●草原

 16歳になったフォールティアは都市ドミヌゥムから少し外れた草原にいた。虫の採集である。彼は石をひっくり返して目当てのイモムシを見つけると、捕まえて腰にぶら下げた小さな壺に入れる。そしてまた別の石をひっくり返す、これの繰り返しだった。
 すると草むらがガサガサと揺れる。フォールティアはすぐさま剣を構えた。一瞬の静寂の後、彼の目の前からひと回り小さいゴブリンのような魔物が飛び出した。
 フォールティアは魔物の振り上げたこん棒を剣で受けると足で蹴り上げた。そしてそのごも彼の優勢で戦闘は続き、気がつけばゴブリンをもう少しで倒せそうだった。しかし、最後の力でゴブリンは飛び上がる。太陽を背にしたゴブリンを見上げたフォールティアはたまらず目を閉じた。その結果、ゴブリンの一撃を喰らってしまう。敵はボロボロだったため、軽いダメージで済んだが、彼はやばいと思いその場から逃走してしまうのだった。

●都市ドミヌゥムのギルド内にて

 ギルドに入ると、受付の女性が気さくな感じで声をかけられた。そして採集はどうだったか尋ねられ、ゴブリンに遭遇したことを話す。彼女に問い詰められ、フォールティアは今回も逃げてしまったことを話してしまった。
 フォールティアにとって逃げるのは今回が初めてではなかった。というか、いつも通りだった。彼はたとえ勝てるような状況でも、少しでもやられてしまうと即座に逃げてしまう癖があったのだ。そのため、パーティーに入れてもらっても、クエストの途中で1人真っ先に逃げてしまうことが多々あり、いつしか誰からも入れてもらえなくなっていた。
 受付の女性にこのままでは立派にもなれないし仲間も集まれないですよと怒られた。
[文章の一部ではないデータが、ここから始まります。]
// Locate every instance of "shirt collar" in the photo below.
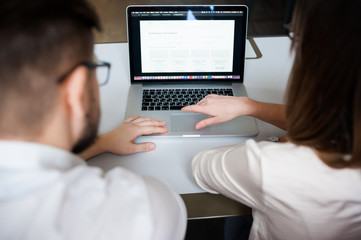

そしてフォールティアはいつものように彼女から借りるという形で生活費をもらうと、モヤモヤしながらも帰路につき、寝た。

●草原
 次の日、フォールティアは再度同じようにイモムシを収集するクエストを行っていた。すると、昨日と同じようにゴブリンが現れた。フォールティアは今度は倒そうと戦い始める。
 しばらくすると、ゴブリンは奥の森の方へと逃げ出した。今回は倒そうと決意したフォールティアはゴブリンを追って森へと入る。彼は必死になって追いかけるうちに、自分がどこにいるかわからなくなり、ゴブリンも見失ってしまった。
 フォールティアが森を徘徊していると、巨大なまさに大木の根の下に吸い込まれるように落ちてしまった。
 
●隠しダンジョン内
 気を失っていたフォールティアは目が覚めると、古びた遺跡のような場所にいると気づく。そして不気味だが神聖な感じに不思議な感覚を覚えつつも、出口を探すため歩き出した。